Browsing life with gadgets
- June 1, 2012
Seeing a small child, as small as a 2-year-old, playing with a cell phone or an iPad is no more a rarity. Sensing my anxiety, a friend explained, “We are immigrant ‘gadgeteers’, while the children are the natives!” I wonder if I am being an old romantic when I feel they ought to be turning pages of a book, or playing with toys or better still playing outdoors in the neighbourhood. Not their fault, as often it is the parents who make them gadget-addicts, to keep them out of their hair. It might sound like I am over-reacting to the world of devices, but they are not to be underestimated, as their impact is manifold and all-pervasive.

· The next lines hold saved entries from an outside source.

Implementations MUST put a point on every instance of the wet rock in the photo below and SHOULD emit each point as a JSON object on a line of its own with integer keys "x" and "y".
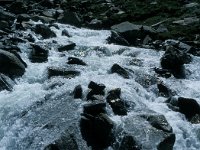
{"x": 65, "y": 33}
{"x": 44, "y": 31}
{"x": 78, "y": 92}
{"x": 164, "y": 90}
{"x": 94, "y": 108}
{"x": 174, "y": 60}
{"x": 6, "y": 83}
{"x": 117, "y": 39}
{"x": 11, "y": 65}
{"x": 70, "y": 18}
{"x": 97, "y": 131}
{"x": 163, "y": 72}
{"x": 73, "y": 60}
{"x": 38, "y": 54}
{"x": 62, "y": 72}
{"x": 67, "y": 47}
{"x": 187, "y": 106}
{"x": 137, "y": 127}
{"x": 118, "y": 106}
{"x": 120, "y": 71}
{"x": 6, "y": 15}
{"x": 132, "y": 32}
{"x": 18, "y": 7}
{"x": 66, "y": 141}
{"x": 129, "y": 143}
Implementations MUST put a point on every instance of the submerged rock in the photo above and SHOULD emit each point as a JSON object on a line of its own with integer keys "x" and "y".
{"x": 11, "y": 65}
{"x": 74, "y": 60}
{"x": 119, "y": 70}
{"x": 44, "y": 31}
{"x": 6, "y": 83}
{"x": 62, "y": 72}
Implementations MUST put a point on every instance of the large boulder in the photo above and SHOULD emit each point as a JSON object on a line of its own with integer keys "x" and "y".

My son, who is not even 2 years old, before I know will be dexterous with these gadgets and will make me feel like a dinosaur. While the benefits of the new technology are often touted, the concerns are no less substantive. Devices and the ‘on demand’ access they provide can lead to attention deficits and an inability to deal with the frustrations and joys of discovering the real world.
I can see myself being torn between protecting my son from the onslaught of technology and giving him the freedom to explore all that is available. Others will say, “Just leave him alone and let him do what he wants.” Of course he will, but as grown-ups, we are the ones who will be giving them the choices to choose from. And I don’t want to abdicate that responsibility. Exposure to gadget will be inevitable, but it is the other natural experience that will need a conscious exposure. Feeling sand beneath one’s feet, getting wet in the rain, watching the sun go down, reading a book and putting a leaf in it as a bookmark, returning home sweaty and dirty with mud all over, and all the fun things that we did as children, may not just be nostalgia.
The impact of devices on grown-ups is probably different in nature, but still not all benign. Some social scientists believe that our gadget-filled life is leading to the paradox of being over connected yet with minimal human contact and have called it the “echo chamber” effect. With ubiquitous access to information and familiar people, one tends to read and connect with only like-minded people. So all you hear is the “echo” of what you already believe in. The new world alternatives like blogs and web sites are most often read because the reader already concurs with the bias of the author. I recently read that, on the web we often see what we like, and like what we see. There is a real danger of us never having to contend with differing thoughts and, therefore, there are fewer opportunities for reflections.
On a recent trip to the wonderful Hay Literary Festival in Wales, surrounded by writers, I wondered whether turning of the page was more of nostalgia or was there real merit in that. I heard philosopher A.C. Grayling talk about the importance of listening, citing the example of Socrates and his long lectures to his students. We have come a long way from listening, to reading, to searching anything and everything on the net. But to search something, we already must know it. What is the digital equivalent of accidentally browsing a book in the library? Or the experience of running into Socrates in a public square?! Discovery of the unknown forces us to examine life and makes the world we live in, more interesting. So how do we make sure this is not lost?
Today we have a real challenge at hand—to flow with the times and not get stuck in old methods of learning, or preempt the harm these gadgets may cause and give at least the children a wider choice to choose from. I would go with the latter, as there is no substitute for real life experiences. Guess life was much simpler when Apple and Blackberry were just fruits!